Sekisui hearing: Beaches vital to loggerhead survival
SUNSHINE Coast beaches could play a major role in the survival of the endangered loggerhead turtle with warm temperatures producing male hatchlings, according to an ecologist.
Dr Mark Hamann gave evidence on behalf of Development Watch during a court appeal over Sunshine Coast Council's decision to approve Sekisui House's residential, resort and retail development in Yaroomba.
Development Watch and Sunshine Coast Environment Council launched the proceedings against Sunshine Coast Council and Sekisui House after the approval in June last year.
Dr Hamann weighed in on courtroom debate over the potential impact of lighting from the development on the nearby nesting loggerheads.

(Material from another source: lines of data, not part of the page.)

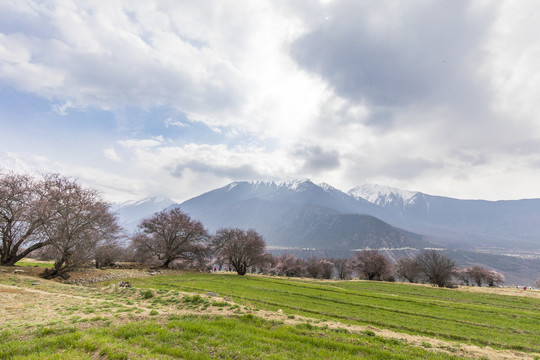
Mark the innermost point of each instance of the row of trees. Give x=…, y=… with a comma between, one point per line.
x=172, y=236
x=54, y=215
x=57, y=218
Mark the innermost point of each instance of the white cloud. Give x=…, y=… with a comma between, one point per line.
x=449, y=101
x=111, y=154
x=141, y=143
x=172, y=122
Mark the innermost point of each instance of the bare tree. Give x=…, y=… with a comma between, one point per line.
x=241, y=249
x=371, y=264
x=288, y=265
x=81, y=220
x=24, y=208
x=327, y=268
x=313, y=267
x=437, y=268
x=172, y=235
x=343, y=268
x=463, y=275
x=407, y=268
x=478, y=274
x=495, y=278
x=107, y=253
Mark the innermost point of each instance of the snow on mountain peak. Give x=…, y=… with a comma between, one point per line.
x=379, y=194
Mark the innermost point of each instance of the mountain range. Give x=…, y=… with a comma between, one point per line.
x=313, y=218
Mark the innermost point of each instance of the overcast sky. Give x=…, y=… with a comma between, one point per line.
x=176, y=98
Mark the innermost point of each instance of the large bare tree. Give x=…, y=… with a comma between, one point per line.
x=24, y=209
x=407, y=268
x=80, y=221
x=241, y=249
x=371, y=264
x=437, y=268
x=172, y=235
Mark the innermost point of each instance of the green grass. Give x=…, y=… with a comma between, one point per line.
x=44, y=264
x=502, y=322
x=194, y=337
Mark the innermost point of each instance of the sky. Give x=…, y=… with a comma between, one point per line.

On Monday, Sunshine Coast Council's expert ecologist John Thorogood told the Planning and Environment Court hearing Yaroomba recorded an average two nests a year, which accounted for a "minor" portion of the entire southwest Pacific's population.
The court heard a considerably-higher number of nests were recorded on more populated beaches than Yaroomba, such as Buddina and Shelly Beach, the latter of which Dr Hamann accepted sat "cheek by jowl" with development.
Dr Hamann said while the Sunshine Coast's beaches might be considered "minor nesting sites" in terms of female turtle numbers, clutches and stock, they were vital to breeding.
"If we consider that the Sunshine Coast's beaches are likely to be almost the only male-producing beaches for this stock, I don't think they can be classed as minor," he said.
During cross examination by Sekisui barrister Danny Gore QC Dr Hamann accepted he had provided comment on Sekisui's draft turtle impact report in 2015, but failed to notify the court of this at any time.
Mr Gore tendered an email chain as evidence, and read excerpts of Dr Hamann's statements including "if loggerhead turtles nest in other areas of the Sunshine Coast, then impacts (of the development) will be minimal".
Dr Hamann said these comments were made in a different context and with less information than what was available to him for the court proceedings, and noted "large gaps" in the 2015 data.
Dr Hamann said with the information available to him now, he believed the development's impact could be "significant" if the turtles were impacted as they moved off the beach and offshore.
Lighting impacts have been a key point of contention, with the development's opponents claiming lights would deter nesting turtles and disorientate hatchlings.
Dr Hamann conceded if biologists and lighting experts joined forces, he believed they could create satisfactory lighting conditions to mitigate light spill and glow from the development.
The court heard of the 29 nests recorded at Yaroomba between 2007 to 2018, 16 had been relocated.
Dr Hamann rejected a suggestion this indicated Yaroomba was "not an ideal nesting site", and explained relocations were a "very common" conservation method to increase hatchling numbers.
The hearing began November 18 and is scheduled to run to December 6.